KAWASHI
SHI-HAN -
O CRIADOR DO JUDO FRANÇÊS
.
Quem era Mikinosuke Kawashi?
Muitos dos praticantes de hoje não
sabem quem foi, outros vagamente ouviram falar nele, mas não
sabem de facto quem foi.
Kawashi foi o grande fomentador do judo em
França, foi o pai do judo naquele país e, para além
disso foi um intelectual do judo, tendo criado o seu próprio
método de ensino: O método Kawashi bem como tendo prepetuado
em livros as suas ideias e experiências,
Mikinosuke Kawashi chegou a Paris em 1935.
Nessa altura o desconhecimento das artes marciais era quase total,
apenas se conheciam alguns dados obtidos das pesquisas de um tal senhor
Feldenkrais. Kawashi vinha incumbido da árdua tarefa de difundir
uma disciplina cujos princípios e prática não
eram de todo usuais sendo até contrários aos hábitos
ocidentais. - Não resistir mas sim ceder à força
adversária para poder dominar, esta era uma noção
aberrante para os espiritos ocidentais.
Para provar a eficácia da sua arte,
Kawashi formou combatentes que mais
tarde foram professores e, também eles, grandes precurssores
do Judo. Esses professores não podiam ter qualquer dúvida,
nem do âmbito psicológico nem do âmbito técnico.
O domínio da técnica e da nomenclatura deveria ser total.
O
MÉTODO KAWASHI
Com a colaboração de Jean Gailhat seu assistente, Kawashi
perpetuou em livros as suas ideias. O seu método de ensino das
técnicas foi uma referência no ensino em França,
sobrepondo-se ao Gokyo do Kodokan.
Este método baseava-se
em elementos lógicos, mais acessíveis aos espíritos
ocidentais. O agrupamento das técnicas era baseado no tipo de
projecção, se era grande ou pequena, ou se havia apoio
numa perna ou nas duas, se era executada pelo interior ou pelo exterior
e não era baseado nos desiquilibrios.

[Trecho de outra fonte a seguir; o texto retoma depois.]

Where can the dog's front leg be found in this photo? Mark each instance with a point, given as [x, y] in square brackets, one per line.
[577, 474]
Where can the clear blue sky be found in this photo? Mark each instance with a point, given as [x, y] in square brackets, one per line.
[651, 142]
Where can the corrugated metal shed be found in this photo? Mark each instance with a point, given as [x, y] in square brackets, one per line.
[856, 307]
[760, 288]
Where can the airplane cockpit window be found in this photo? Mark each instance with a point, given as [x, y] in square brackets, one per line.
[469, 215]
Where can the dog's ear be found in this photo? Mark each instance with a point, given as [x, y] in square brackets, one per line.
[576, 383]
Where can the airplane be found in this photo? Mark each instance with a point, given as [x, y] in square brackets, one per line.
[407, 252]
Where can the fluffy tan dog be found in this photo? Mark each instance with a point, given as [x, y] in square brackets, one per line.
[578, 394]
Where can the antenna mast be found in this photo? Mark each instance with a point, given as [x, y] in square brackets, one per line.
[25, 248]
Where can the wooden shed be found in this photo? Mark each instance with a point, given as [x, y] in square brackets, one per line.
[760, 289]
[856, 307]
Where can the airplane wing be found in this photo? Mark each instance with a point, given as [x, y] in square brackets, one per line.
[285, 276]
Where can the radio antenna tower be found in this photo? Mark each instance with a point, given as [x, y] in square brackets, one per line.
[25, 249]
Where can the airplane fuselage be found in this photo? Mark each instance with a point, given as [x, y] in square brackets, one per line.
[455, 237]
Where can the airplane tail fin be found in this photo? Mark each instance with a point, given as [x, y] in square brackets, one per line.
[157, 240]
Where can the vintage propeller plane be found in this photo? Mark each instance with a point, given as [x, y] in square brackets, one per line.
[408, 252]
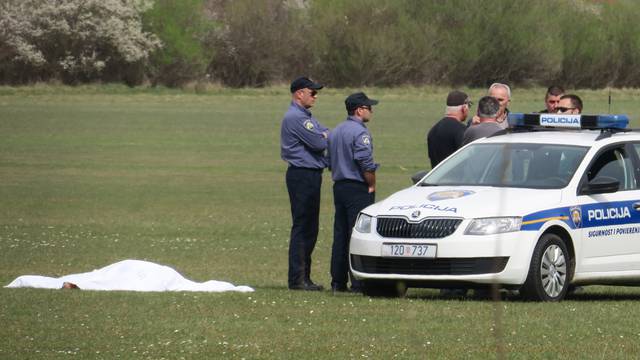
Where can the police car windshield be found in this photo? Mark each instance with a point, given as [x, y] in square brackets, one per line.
[540, 166]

Kawashi foi no entanto
muito criticado por não explicar convenientemente o seu método.
A essas criticas retorquia ele no seu françês condensado:
"Se percebem, não é necessário explicar, se
nunca vão compreender, é inútil explicar". É
também da sua autoria o método de reconhecimento do grau
de desenvolvimento do atleta através da cor do cinto.
Era sua convicção
que sem este método o Judo jamais vingaria quer na França
quer na Europa, já que os seus alunos foram posteriormente os
difusores do Judo nos outros países europeus, excepto em Inglaterra.

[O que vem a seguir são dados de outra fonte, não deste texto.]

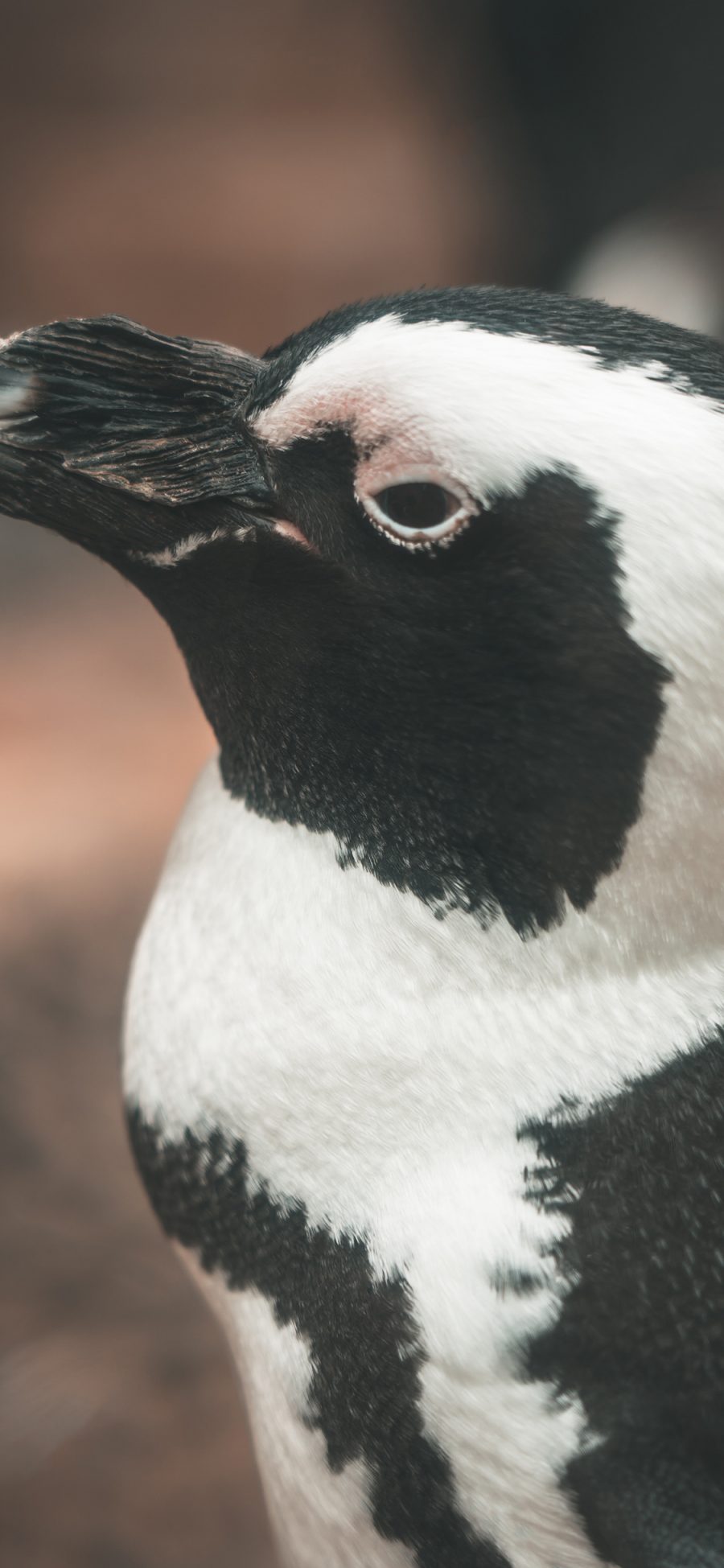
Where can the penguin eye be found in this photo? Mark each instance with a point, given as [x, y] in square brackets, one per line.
[418, 513]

Alguns deles foram até à América do Sul, Cuba,
Canadá, etc. onde desenvolveram a arte.
Na sua última
viagem a França, em 1938, Jigoro Kano teve oportunidade de se
certificar do trabalho efectuado por Kawashi, então 5º Dan,
incentivá-lo e encorajá-lo a continuar no seu rumo. Kano
viria a falecer no barco que o levaria de volta ao Japão.
Durante a última
guerra, a nacionalidade japonesa de Mikinosuke Kawashi, permitiu-lhe
residir em França sem qualquer problema. No entanto, finda a
guerra a situação alterou-se devido à posição
política adoptada pelo Japão que, sendo aliado da Alemanha,
era inimigo da França. Kawashi viu-se obrigado a abandonar aquele
país tendo de precorrer um longo caminho até chegar ao
seus país natal.
Apesar de nunca ter falado dessa viagem, sabe-se que ela
demorou cerca de dois anos já que teve de passar pela Alemanha
e pela Russia.
A semente do Judo estava no entanto lançada
e, na sua ausência, foi germinando com fulgor, sob a responsabilidade
de dois dos seus melhores alunos: Jean de Herdt excelente combatente
e Jean Beaujean, bom tecnicista e excelente professor.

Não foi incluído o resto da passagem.